Nick Hern Books
One sometimes wonders whether the world really needs yet another book on the Shakespeare. Publishers clearly do not as they continue to appear on a constant basis.
Such pondering is certainly not appropriate when considering Michael Pennington's charming reflection, based on a quite staggering "Twenty Thousand Hours with Shakespeare".
Sweet William, which is effectively the child of extensive researches that underpinned the solo show of the same name, is not pure biography. While it does make reference to the Bard's life this is usually for information and there is little original in that element of the writing.
What the author has attempted to achieve is to offer readers a view of the works themselves from a viewpoint that is rarely mined.

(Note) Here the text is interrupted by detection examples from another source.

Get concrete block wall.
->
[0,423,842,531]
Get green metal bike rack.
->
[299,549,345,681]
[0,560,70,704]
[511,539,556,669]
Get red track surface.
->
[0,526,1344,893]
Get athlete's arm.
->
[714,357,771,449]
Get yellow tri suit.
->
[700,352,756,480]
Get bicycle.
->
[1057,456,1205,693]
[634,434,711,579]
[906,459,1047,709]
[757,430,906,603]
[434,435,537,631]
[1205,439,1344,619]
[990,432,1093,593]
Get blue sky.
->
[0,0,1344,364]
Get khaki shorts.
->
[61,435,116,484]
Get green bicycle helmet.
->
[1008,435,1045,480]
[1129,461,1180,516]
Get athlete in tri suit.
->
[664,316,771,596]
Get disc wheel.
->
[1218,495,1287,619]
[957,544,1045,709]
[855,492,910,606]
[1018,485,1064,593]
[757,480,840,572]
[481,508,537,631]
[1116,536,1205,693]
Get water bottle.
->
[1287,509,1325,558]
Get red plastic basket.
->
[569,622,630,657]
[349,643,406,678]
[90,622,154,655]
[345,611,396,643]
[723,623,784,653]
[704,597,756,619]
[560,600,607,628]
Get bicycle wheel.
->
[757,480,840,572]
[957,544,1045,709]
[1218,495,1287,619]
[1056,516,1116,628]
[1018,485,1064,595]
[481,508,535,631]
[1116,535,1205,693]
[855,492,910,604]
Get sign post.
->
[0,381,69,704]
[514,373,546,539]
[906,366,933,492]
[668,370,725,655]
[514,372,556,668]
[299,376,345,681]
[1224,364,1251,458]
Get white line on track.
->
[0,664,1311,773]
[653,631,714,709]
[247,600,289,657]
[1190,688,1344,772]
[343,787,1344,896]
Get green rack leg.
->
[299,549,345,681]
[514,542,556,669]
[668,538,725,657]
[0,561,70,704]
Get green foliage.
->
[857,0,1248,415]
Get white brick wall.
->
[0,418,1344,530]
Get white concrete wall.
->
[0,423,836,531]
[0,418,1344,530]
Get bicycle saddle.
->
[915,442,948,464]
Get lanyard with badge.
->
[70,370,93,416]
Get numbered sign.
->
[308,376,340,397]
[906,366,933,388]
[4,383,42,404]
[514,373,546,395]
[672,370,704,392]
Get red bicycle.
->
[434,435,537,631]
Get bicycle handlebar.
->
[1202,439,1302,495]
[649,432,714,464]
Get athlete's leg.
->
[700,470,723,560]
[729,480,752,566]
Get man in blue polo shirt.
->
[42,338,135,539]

As an actor and sometime director, Pennington is in a very good position to view Shakespeare's plays through their characters. He has as deep a knowledge as anybody of this wide selection of personalities who encompass good and bad, rich and to a lesser extent poor, male and female and between them define the Complete Works.
Starting from the perspective of reviewing the works chronologically, Pennington runs through them consecutively though fairly quickly moves out of sequence to explore themes where he believes that this will help to aid understanding.
There are also sections that become essays on particular topics for example acting trends and women in Shakespeare, finishing with an overview of his place in today's society.
In addition to character, this actor turned biographer has a deep love and understanding of the language. This becomes the second string to literary bow and he uses it liberally to make points about the plays that he analyses so instructively.
Ultimately, like the stage version, Sweet William is a love letter to a long lost and almost completely unknown writer whose genius continues to excite and enchant viewers and readers almost 400 years after his death.
Michael Pennington's book will also excite and enchant his own readers and undoubtedly give them a better knowledge and understanding of the works of the Bard, whether they are newcomers, casual fans, fellow actors or devoted academics.